Dans le présent article, le premier d’une série de deux, nous traiterons de l’impôt successoral américain.

Ce ne sont pas uniquement les citoyens ou les résidents des États-Unis qui doivent payer l’impôt successoral américain. Selon les lois américaines, cet impôt peut s’appliquer à un Canadien qui possède des « biens situés aux États-Unis », à son décès. L’impôt successoral, dont les taux varient entre 18 % et 40 %, dépend de la juste valeur marchande des biens au moment du décès (déductions faites des dettes, coûts funéraires, derniers frais médicaux, et dons de charité). Le taux maximum s’applique aux transferts de plus d’un million de dollars[1].

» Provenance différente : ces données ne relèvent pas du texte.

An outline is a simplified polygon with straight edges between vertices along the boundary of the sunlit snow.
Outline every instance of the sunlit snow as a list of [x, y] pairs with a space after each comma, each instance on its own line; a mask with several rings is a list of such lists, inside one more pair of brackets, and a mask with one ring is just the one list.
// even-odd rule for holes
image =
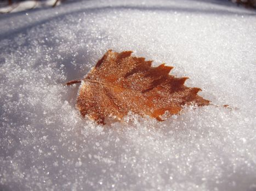
[[[1, 190], [256, 190], [256, 12], [219, 1], [66, 1], [0, 15]], [[215, 105], [101, 126], [75, 108], [109, 49], [165, 62]], [[237, 108], [237, 109], [236, 109]]]

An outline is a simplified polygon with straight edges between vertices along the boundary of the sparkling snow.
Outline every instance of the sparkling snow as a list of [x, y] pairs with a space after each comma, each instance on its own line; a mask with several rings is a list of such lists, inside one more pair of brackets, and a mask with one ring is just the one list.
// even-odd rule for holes
[[[210, 0], [67, 1], [0, 15], [0, 190], [256, 190], [255, 16]], [[104, 127], [82, 118], [78, 85], [62, 83], [109, 49], [174, 66], [233, 109]]]

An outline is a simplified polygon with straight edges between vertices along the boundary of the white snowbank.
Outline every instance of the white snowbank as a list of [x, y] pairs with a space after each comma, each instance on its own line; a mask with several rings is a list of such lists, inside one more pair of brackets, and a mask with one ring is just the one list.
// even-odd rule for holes
[[[255, 190], [256, 17], [209, 1], [67, 2], [0, 15], [0, 190]], [[175, 67], [215, 105], [97, 126], [78, 86], [109, 49]]]

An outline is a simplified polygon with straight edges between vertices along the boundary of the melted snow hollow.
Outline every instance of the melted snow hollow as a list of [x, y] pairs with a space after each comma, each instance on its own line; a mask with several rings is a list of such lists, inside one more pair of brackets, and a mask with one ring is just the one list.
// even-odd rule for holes
[[[0, 16], [1, 190], [255, 190], [255, 12], [201, 1], [65, 2]], [[215, 105], [163, 122], [81, 117], [109, 49], [174, 66]], [[237, 108], [237, 109], [236, 109]]]

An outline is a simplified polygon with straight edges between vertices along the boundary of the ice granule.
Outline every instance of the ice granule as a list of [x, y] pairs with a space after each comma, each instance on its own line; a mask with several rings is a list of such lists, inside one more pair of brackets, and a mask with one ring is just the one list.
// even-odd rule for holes
[[[27, 14], [26, 13], [28, 13]], [[255, 12], [218, 1], [67, 2], [0, 16], [0, 190], [255, 190]], [[174, 66], [214, 106], [97, 126], [75, 108], [109, 49]]]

Biens situés aux États-Unis

Ce qui est inclus – Aux fins de l’impôt successoral, les biens situés aux É.-U. comprennent :

  • les biens immobiliers situés aux États-Unis, par exemple une résidence de vacances;
  • les biens tangibles situés aux É.-U., comme une automobile immatriculée et entreposée aux É.-U., des bijoux, des œuvres d’art (à moins que ces biens ne soient que de passage au pays ou qu’ils constituent un prêt pour une exposition);
  • les biens intangibles, y compris :
    • les actions américaines et les fonds communs de placement américains. Les fonds communs de placement canadiens ne font pas partie des biens situés aux É.-U., même s’ils comprennent des actions de sociétés américaines;
    • l’argent comptant détenu dans des comptes de courtage ou de fiducie situés aux É.-U.;
    • les actions de sociétés américaines détenues directement par le particulier ou placées dans un compte de courtage, et les actions de sociétés américaines qui se trouvent dans les REER de cette personne (bien que les actions de sociétés américaines détenues dans un fonds commun de placement REER ne soient pas incluses dans les biens situés aux É.-U.);
    • les régimes de pension américains comme les régimes 401(k) et les comptes d’épargne-retraite personnels (Individual Retirement Accounts, IRA);
    • les transferts de biens situés aux États-Unis effectués dans les trois (3) ans suivant le décès;
    • les titres de créance émis par une personne, une institution ou un échelon de l’administration publique américaine (gouvernement fédéral, État ou municipalité), bien que les obligations cotées en bourse, peu importe leur date d’échéance, ne fassent pas partie des biens situés aux États-Unis.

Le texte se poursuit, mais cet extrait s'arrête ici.